"Effectivement, c’était bien à ce mince ruisseau alimenté par une source qu’avait pensé Augustus. Il coulait à travers un petit bosquet de chênes qui s’étendait sur les pentes d’une colline assez élevée. Gus et le vieux Malaria s’arrêtèrent au sommet de la colline pour observer le ruisseau à leurs pieds, ainsi que le petit bassin qu’il formait sous les arbres. Gus était immobile et regardait droit devant lui, se qui était étrange –mais Gus, après tout, était quelqu’un d’étrange. Call escalada la colline, se demandant ce qui pouvait retenir ainsi l’attention de Gus, et il fut stupéfait de le découvrir en larmes. Elles glissaient le long de ses joues et luisaient aux extrémités de ses moustaches.

Call ne savait pas quoi dire, car il n’avait pas la moindre idée de ce qui n’allait pas. Il arrivait à Gus de rire jusqu’aux larmes, mais il était rare qu’on le vit pleurer. C’était, de surcroit, une magnifique journée. Call était perplexe mais il s’abstint de l’interroger.

Gus resta ainsi cinq minutes sans piper mot. Call descendit de cheval et en profita pour se soulager. Il entendit Gus soupirer et, levant les yeux, le vit s’essuyer les yeux avec un bandana.

-Qu’est ce qui t’arrive ? finit par demander Call.

Augustus ôta son chapeau pour se rafraichir un peu la tête.

-Woodrow, je crois pas que tu comprendrais, répondit-il en fixant le bosquet d’arbres et l’étang.

-Eh bien dans ce cas, tant pis, dit Call. Pour l’instant, c’est sûr que je comprends pas.

-J’appelle cet endroit le verger de Clara, dit Augustus. On l’a découvert, elle et moi, un jour qu’on faisait une promenade en carriole. On est souvent venus pique-niquer ici.

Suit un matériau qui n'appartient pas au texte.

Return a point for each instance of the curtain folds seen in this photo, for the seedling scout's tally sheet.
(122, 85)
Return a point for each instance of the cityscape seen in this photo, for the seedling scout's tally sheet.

-Oh, dit Call. J’aurais dû me douter que ça avait un rapport avec elle. Je crois pas qu’il existe un autre être humain sur lequel tu puisses verser une larme.

Augustus d’essuya les yeux avec les doigts.

-Clara était adorable, dit-il. Je crois que j’ai fait la plus grande erreur de ma vie en la laissant m’échapper. C’est juste que toi, tu peux pas comprendre puisque t’apprécies pas les femmes.

-Si elle voulait pas t’épouser, je me dis que t’y pouvais pas grand-chose, dit Call, qui se sentait embarrassé.

Le mariage n’était pas un sujet de conversation qui le mettait à l’aise.

-C’était pas aussi simple que ça, dit Augustus, les yeux fixés sur le ruisseau et le petit bosquet d’arbres, absorbé par le souvenir du bonheur que lui avait procuré cet endroit.

Il fit faire demi-tour au vieux Malaria et ils prirent la direction d’ Austin. Le souvenir de Clara s’imposait à lui avec autant de fraîcheur que si c’était elle et non Woodrow Call qui faisait route à ses côtés. Elle avait ses petites faiblesses, surtout les vêtements. Il aimait la taquiner à ce propos en lui disant qu’il ne l’avait jamais vue deux fois avec la même robe, mais Clara se contentait de rire. Lorsque sa deuxième femme mourut et qu’il se retrouva libre de la demander en mariage, il franchit le pas un jour qu’ils faisaient un pique-nique à l’endroit qu’ils appelaient le verger de Clara, et elle refusa aussitôt sans que cela n’altère son humeur joyeuse.

-Pourquoi pas ? avait-il demandé.

-J’ai mes habitudes, avait-elle répondu. Il se pourrait que tu veuilles m’imposer ta manière de voir les choses.

-Est-ce que je te passe pas tous tes caprices ? avait-il demandé.

-Si, mais c’est parce que je ne suis pas à toi, avait répondu Clara. Je suis prête àparier que tu changerais vite si tu avais la haute main sur moi.

Mais elle ne l’avait jamais laissé avoir la moindre emprise sur elle, alors qu’il lui semblait qu’elle avait baissé la garde sans même combattre devant un abruti de marchand de chevaux du Kentucky.

Call se sentait légèrement embarrassé pour Augustus.

-A quel moment de ta vie tu as été le plus heureux, Call ? demanda Augustus.

-Heureux dans quel sens ? demanda Call.

Simplement heureux d’être un homme libre sur la terre, répondit Augustus.
-Ben, c’est difficile à dire, dit Call.

-Pas pour moi, dit Augustus. J’ai été le plus heureux des hommes là-bas, justement, au bord de ce petit ruisseau. J’ai loupé le coche et perdu cette femme, mais c’étaient des heures merveilleuses."